Proto-Indo-European-speaking Societist South America is so unremittingly cool that I find myself deeply disappointed to know it'll end up with Neo Latin.
As a side note, there's recently been the suggestion that there may have been an even broader language even deeper in the past:
Proto-Eurasian. If it's true, then a group somewhere between the Caucasus and Carpathians was especially successful at taking advantage of the end of the ice age, and one of its descendants - Proto-Indo-European - won out even bigger ten thousand years later.
I'm actually a bit skeptical - especially about Dravidian - but it's a fun idea. There's been an awareness for a long time that Finno-Ugric and Indo-European may once not have been neighboring language families, but neighboring
languages full stop. The vague guess being that they were north-south neighbors and when the PIE's invented the chariot or domesticated the horse or whatever gave them their advantage, the FU's (heh) were the first to learn it off of them. Maybe even the reverse. But since the former were ensconced on the Steppe by most guesses, and the latter were in the mixed terrain north of it, the PIE's were much more successful. At any rate, being at ground zero at the pivotal moment may be why Finno-Ugric was able to survive the expansion at all.

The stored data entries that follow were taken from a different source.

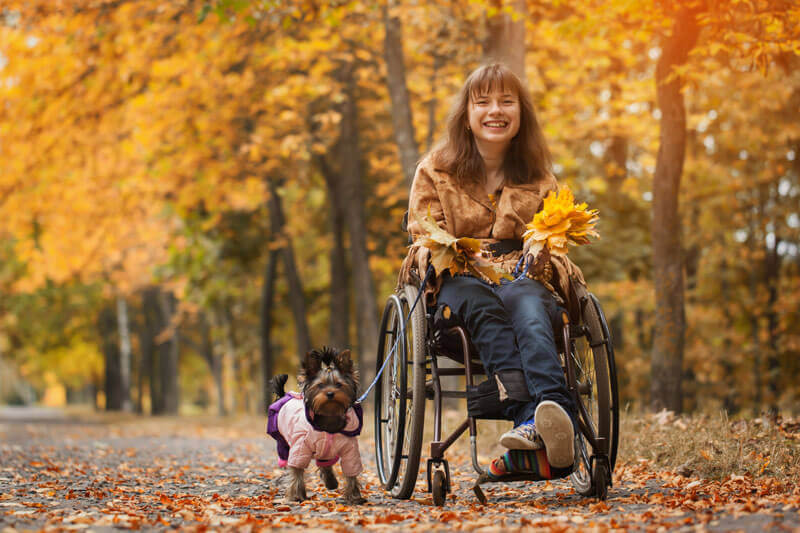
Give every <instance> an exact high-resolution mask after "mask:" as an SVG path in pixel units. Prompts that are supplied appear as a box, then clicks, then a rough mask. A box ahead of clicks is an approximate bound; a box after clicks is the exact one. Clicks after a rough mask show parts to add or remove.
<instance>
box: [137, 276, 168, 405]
mask: <svg viewBox="0 0 800 533" xmlns="http://www.w3.org/2000/svg"><path fill="white" fill-rule="evenodd" d="M142 314H143V315H144V325H143V326H142V329H141V330H140V336H139V344H140V345H141V349H142V369H143V373H144V374H147V376H149V387H148V388H149V392H150V414H159V413H162V412H163V411H164V398H163V395H162V394H161V383H160V381H159V379H158V376H159V372H158V368H159V364H158V351H157V350H156V344H155V338H156V336H157V335H158V332H159V316H160V312H159V308H158V289H157V288H155V287H150V288H148V289H145V291H144V293H143V294H142Z"/></svg>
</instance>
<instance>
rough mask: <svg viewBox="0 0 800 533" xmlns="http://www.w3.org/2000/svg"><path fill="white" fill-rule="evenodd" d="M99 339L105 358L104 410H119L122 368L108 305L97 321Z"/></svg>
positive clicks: (113, 318) (121, 401)
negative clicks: (99, 333)
mask: <svg viewBox="0 0 800 533" xmlns="http://www.w3.org/2000/svg"><path fill="white" fill-rule="evenodd" d="M97 326H98V330H99V331H100V339H101V342H102V348H103V357H104V359H105V378H106V379H105V394H106V411H120V410H121V409H122V402H123V399H122V368H121V365H120V351H119V344H118V343H117V339H116V338H115V337H116V335H115V334H114V333H115V332H116V329H117V327H116V326H117V325H116V320H115V317H114V312H113V311H112V310H111V308H110V307H104V308H103V309H102V311H100V317H99V318H98V321H97Z"/></svg>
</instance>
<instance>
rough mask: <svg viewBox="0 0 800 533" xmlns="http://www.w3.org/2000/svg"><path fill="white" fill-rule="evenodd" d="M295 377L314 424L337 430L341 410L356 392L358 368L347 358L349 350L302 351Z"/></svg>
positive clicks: (350, 399) (339, 430)
mask: <svg viewBox="0 0 800 533" xmlns="http://www.w3.org/2000/svg"><path fill="white" fill-rule="evenodd" d="M299 378H300V379H299V380H300V382H301V383H302V385H303V397H304V401H305V404H306V407H307V408H308V409H309V410H310V411H311V412H312V413H314V422H315V424H317V425H318V426H319V427H321V428H323V429H324V430H325V431H330V432H332V433H335V432H337V431H341V430H342V429H343V428H344V423H345V413H346V412H347V409H348V408H349V407H350V406H351V405H353V402H354V401H355V400H356V394H357V392H358V372H357V371H356V370H355V368H354V367H353V361H352V360H351V359H350V350H343V351H341V352H340V351H338V350H336V349H335V348H327V347H326V348H323V349H322V350H311V351H310V352H308V353H307V354H306V357H305V360H304V361H303V368H302V371H301V373H300V376H299Z"/></svg>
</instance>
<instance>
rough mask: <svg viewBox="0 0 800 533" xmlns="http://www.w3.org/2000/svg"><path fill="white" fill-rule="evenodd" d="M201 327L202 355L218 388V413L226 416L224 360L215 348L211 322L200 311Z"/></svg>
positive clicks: (214, 385) (222, 415) (202, 313)
mask: <svg viewBox="0 0 800 533" xmlns="http://www.w3.org/2000/svg"><path fill="white" fill-rule="evenodd" d="M200 328H201V329H202V335H203V346H202V355H203V359H205V360H206V363H207V364H208V368H209V370H211V376H212V378H213V380H214V388H216V389H217V414H218V415H220V416H225V415H227V414H228V410H227V409H225V385H224V383H223V380H222V361H221V358H220V356H219V354H218V352H217V351H216V350H215V349H214V341H213V339H212V338H211V324H210V323H209V321H208V318H207V317H206V315H205V313H200Z"/></svg>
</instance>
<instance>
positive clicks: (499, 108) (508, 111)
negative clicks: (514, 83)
mask: <svg viewBox="0 0 800 533" xmlns="http://www.w3.org/2000/svg"><path fill="white" fill-rule="evenodd" d="M470 100H471V101H470V105H469V116H468V119H469V126H470V129H471V130H472V134H473V135H474V136H475V142H477V143H478V146H479V147H480V146H483V148H484V149H486V148H488V145H492V146H494V147H496V148H500V149H501V150H504V149H505V148H507V147H508V144H509V143H510V142H511V139H513V138H514V135H516V134H517V132H518V131H519V123H520V119H519V117H520V107H519V98H518V97H517V95H516V94H514V93H511V92H509V91H504V90H501V89H494V90H490V91H489V92H487V93H483V94H475V95H473V96H472V97H471V98H470Z"/></svg>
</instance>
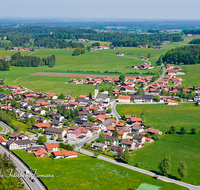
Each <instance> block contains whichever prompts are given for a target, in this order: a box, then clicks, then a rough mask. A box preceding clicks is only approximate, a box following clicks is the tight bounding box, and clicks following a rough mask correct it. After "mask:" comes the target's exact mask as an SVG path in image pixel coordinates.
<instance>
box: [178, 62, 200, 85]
mask: <svg viewBox="0 0 200 190" xmlns="http://www.w3.org/2000/svg"><path fill="white" fill-rule="evenodd" d="M181 67H182V68H183V69H184V70H186V71H187V74H186V75H181V76H179V77H181V78H182V79H183V81H182V85H183V86H184V87H188V86H192V87H193V86H195V87H199V86H200V77H199V74H198V73H200V64H196V65H184V66H181Z"/></svg>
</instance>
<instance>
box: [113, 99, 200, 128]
mask: <svg viewBox="0 0 200 190" xmlns="http://www.w3.org/2000/svg"><path fill="white" fill-rule="evenodd" d="M116 110H117V112H118V113H119V114H120V115H121V116H123V115H129V114H135V115H136V116H137V117H140V115H141V114H142V113H143V114H144V123H145V124H146V125H148V126H151V127H153V128H156V129H159V130H161V131H168V130H169V128H170V126H175V127H177V128H180V127H182V126H185V127H186V128H187V129H188V130H190V129H191V128H193V127H196V128H199V129H200V124H199V121H200V120H199V115H200V107H199V106H197V107H196V106H194V104H193V103H185V104H184V103H182V104H181V103H180V104H179V105H178V106H166V105H164V104H156V105H155V104H154V105H148V104H146V105H123V104H121V105H117V108H116Z"/></svg>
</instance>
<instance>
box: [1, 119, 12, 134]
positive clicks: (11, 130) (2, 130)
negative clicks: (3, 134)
mask: <svg viewBox="0 0 200 190" xmlns="http://www.w3.org/2000/svg"><path fill="white" fill-rule="evenodd" d="M0 126H1V127H2V128H3V130H2V131H0V134H4V135H6V134H7V132H11V133H13V129H11V128H10V127H9V126H8V125H6V124H5V123H3V122H2V121H0Z"/></svg>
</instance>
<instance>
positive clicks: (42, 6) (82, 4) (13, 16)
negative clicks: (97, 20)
mask: <svg viewBox="0 0 200 190" xmlns="http://www.w3.org/2000/svg"><path fill="white" fill-rule="evenodd" d="M1 5H3V7H4V8H3V9H1V11H0V18H8V17H9V18H26V19H27V18H90V19H91V18H94V19H95V18H99V19H106V18H110V19H115V18H117V19H119V18H121V19H170V20H171V19H174V20H200V11H199V7H200V1H199V0H190V1H188V0H163V1H162V0H137V1H136V0H124V1H119V0H101V1H94V0H84V1H83V0H73V1H64V0H56V1H55V0H34V1H27V0H18V1H16V0H9V1H8V0H3V3H2V2H1Z"/></svg>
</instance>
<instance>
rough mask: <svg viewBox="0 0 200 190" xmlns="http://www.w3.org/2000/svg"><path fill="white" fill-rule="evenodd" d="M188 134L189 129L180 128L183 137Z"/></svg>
mask: <svg viewBox="0 0 200 190" xmlns="http://www.w3.org/2000/svg"><path fill="white" fill-rule="evenodd" d="M186 133H187V129H186V128H185V127H181V128H180V134H181V135H184V134H186Z"/></svg>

Another thought. OTL, Marxism could frame itself as modern because it was - as an outgrowth of economics - inherently scientific. In practice the science naturally became subordinated to practicality once in government, but it remained as a key part of the legitimacy of the political, ideological, and philosophical systems. Heck, it does to this day! Having math, of all things, to back up an argument, is a powerful foundation even under the assumption that most adherents will never check the math and can't.
Societism doesn't seem to have even that. At most it's more like a philosophy with some inspiration coming (so far) out of Sociology and now Linguistics. I'm not sure off the top of my head how important the lack of "Scientific Societism" will be to the resulting system, but it seems significant. Maybe sympathizers will be attracted to the "dream" or philosophy, where Maxism had relatively more appeal to the analytically minded?
And.... We've already discussed that the pivotal, idealized classes of the ideologies are very different, but it strikes me that the founding ones - well to do academics - are much the same.